Ese bullir de ir y venir; las notas sonoras del afilador trashumante que, con sus sonidos en escala, anunciaba su presencia; aquellos secos golpes de martillo, forjando las herraduras en el yunque del herrero que había en lo bajo de la calle Trinidad; el relincho y cerreo de las bestias, que esperaban su turno para ser herradas, atadas bajo la torre de la Trinidad; los pregones de los vendedores, pues en aquel tiempo el mercado era toda la Plaza del Reloj (que hoy es la del General Saro) y el Rastro (que quizás de ahí proceda su nombre Lugar que se destinaba en las poblaciones para vender en ciertos días de la semana la carne al por mayor.).
Todo ese ambiente me encantaba. Aún me agradaba más la llamada de la señora Juana para que fuera más abajo, a Casa de Lechuga, a comprar unas plumillas o chocolate para el desayuno de sus hijos Fernando y Antonio. Al llamarme, ya sabía que tenía asegurado el almuerzo. ¡Cómo valoraba yo la comida! ¡Qué sabor más exquisito tenía esa morcilla en aceite que me daba o aquellas tajadas de carne frita que a gloria me sabían! El chorizo me encantaba y, cuando cogía el cuchillo y se encaminaba a la despensa, pronto tendría en mi paladar ese picantillo tan agradable que sabía darle a esos embutidos.
Todo eso era un incentivo para hacer lo que me mandaba con sumo placer. ¡Qué agradable y cordial era en el trato conmigo!
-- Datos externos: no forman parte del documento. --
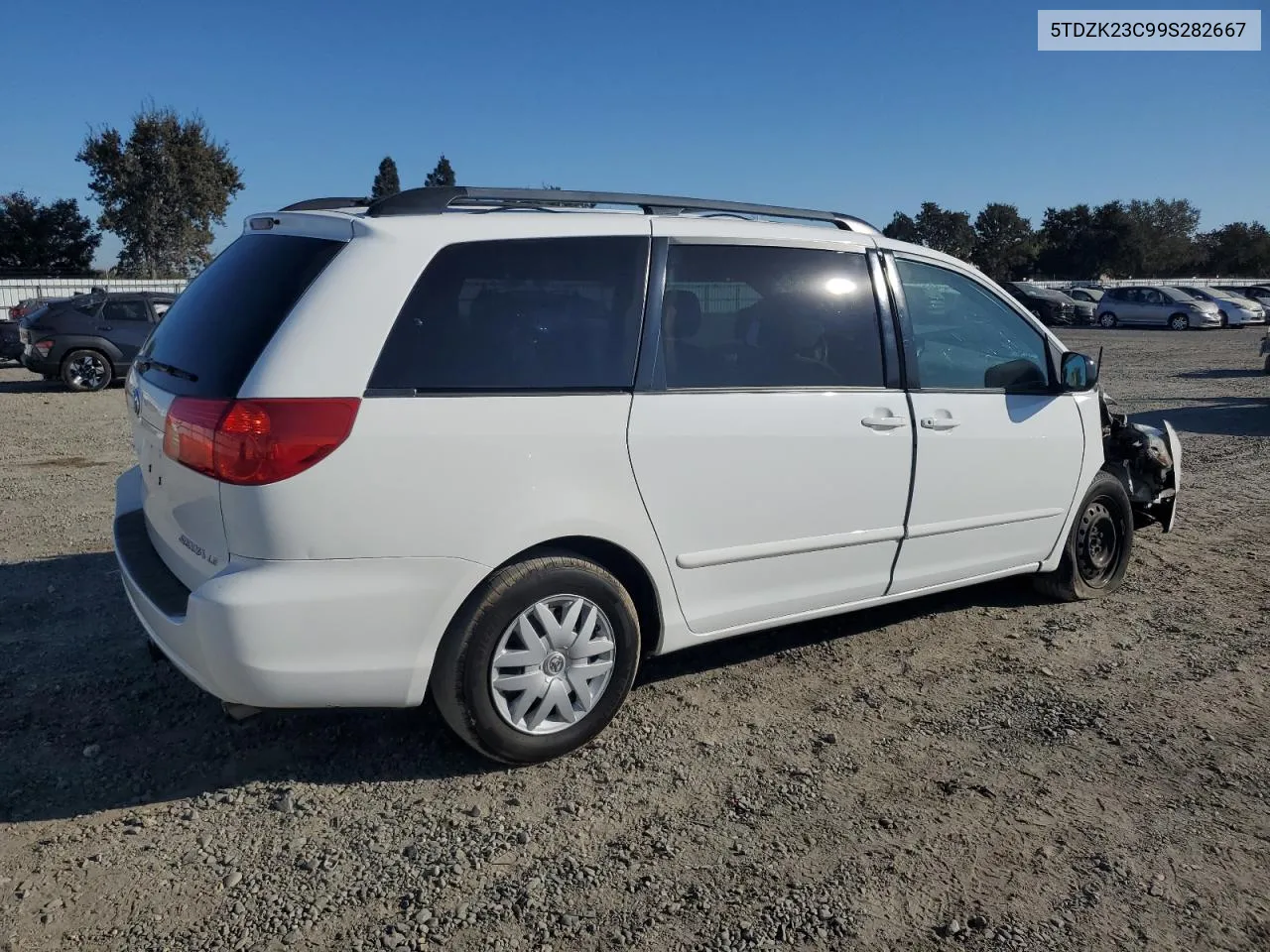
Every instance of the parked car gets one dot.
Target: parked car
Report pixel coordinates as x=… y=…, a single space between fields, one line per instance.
x=1089 y=296
x=1156 y=306
x=576 y=438
x=89 y=340
x=1234 y=309
x=10 y=344
x=1052 y=306
x=1257 y=293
Con una fortaleza física envidiable. En su cara tenía la primavera reflejada. ¡Qué trabajadora! Cuando lavaba y tendía la ropa, siempre desgranaba por su boca una romanza o algún cantar de alguna zarzuela de las que en aquél entonces se prodigaban tanto. ¡Qué bien lo hacía con su melodiosa y potente voz!
Yo, muchas mañanas acompañaba a su suegra, a la madre de Pepe y Fernando, que era prima hermana de mi madre, al mercado. Le llevaba el cesto de cuero, confeccionado en el taller, y todo lo que compraba íbamos introduciéndolo en él (en aquel tiempo aún no se habían inventado los carritos de compra con ruedas). A veces, pesaba más de la cuenta; pero, a pesar de mis doce años, me encontraba fuerte. Siempre me daba algo de fruta, cuando comprábamos en el puesto de los Povedas o del “Gorra” (marido de mi tía María). En otro capítulo, intentaré hacerle una semblanza, pues en mi vida tuvo un papel importantísimo.
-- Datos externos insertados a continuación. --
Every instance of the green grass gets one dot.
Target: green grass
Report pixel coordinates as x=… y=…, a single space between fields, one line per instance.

Juana, o Juanica, como familiarmente la llamábamos, me daba cinco céntimos, lo que me inundaba de alegría, pues eso me aseguraba el cincuenta por ciento de poder ir al cine a la noche.
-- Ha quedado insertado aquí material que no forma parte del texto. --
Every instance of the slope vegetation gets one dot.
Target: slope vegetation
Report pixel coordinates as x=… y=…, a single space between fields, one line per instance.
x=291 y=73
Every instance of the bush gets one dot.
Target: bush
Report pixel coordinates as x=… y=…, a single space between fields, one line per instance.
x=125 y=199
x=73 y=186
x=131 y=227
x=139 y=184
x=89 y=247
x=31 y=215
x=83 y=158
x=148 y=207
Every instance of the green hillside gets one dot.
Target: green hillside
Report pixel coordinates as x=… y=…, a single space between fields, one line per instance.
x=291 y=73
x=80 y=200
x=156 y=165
Cuando estaba en el taller, los hombres disponían del aprendiz como si fuera un criado suyo. Yo no lo veía así. Creía que tenía que obedecer y cumplir lo que ellos me mandasen. De ahí viene mi decir, que era el “calderillo de mano”.
Era costumbre casi todas las mañanas mandarme a por el almuerzo, unas veces a sus casas, otras a la plaza. Había cuatro o cinco que me decían que les trajera un plátano de postre, u otras frutas. Los plátanos, en aquellas fechas, valían 40 céntimos el 1/2 k. Si eran cinco, compraba medio kilo, diciéndole al vendedor que no me los diera muy grandes. Por regla natural me echaba cinco. Así, por 40 céntimos les daba a cada uno su plátano y a mí me quedaban diez céntimos que serían valiosos para tener mi trapillo. Si eran sólo cuatro los que me mandaban a por el postre, al echarme cinco plátanos me quedaba con uno para mí, pues también me gustaban. Después comprendí aquel refrán que no entendía de niño y que decía: «De lo contado comía el lobo y estaba gordo».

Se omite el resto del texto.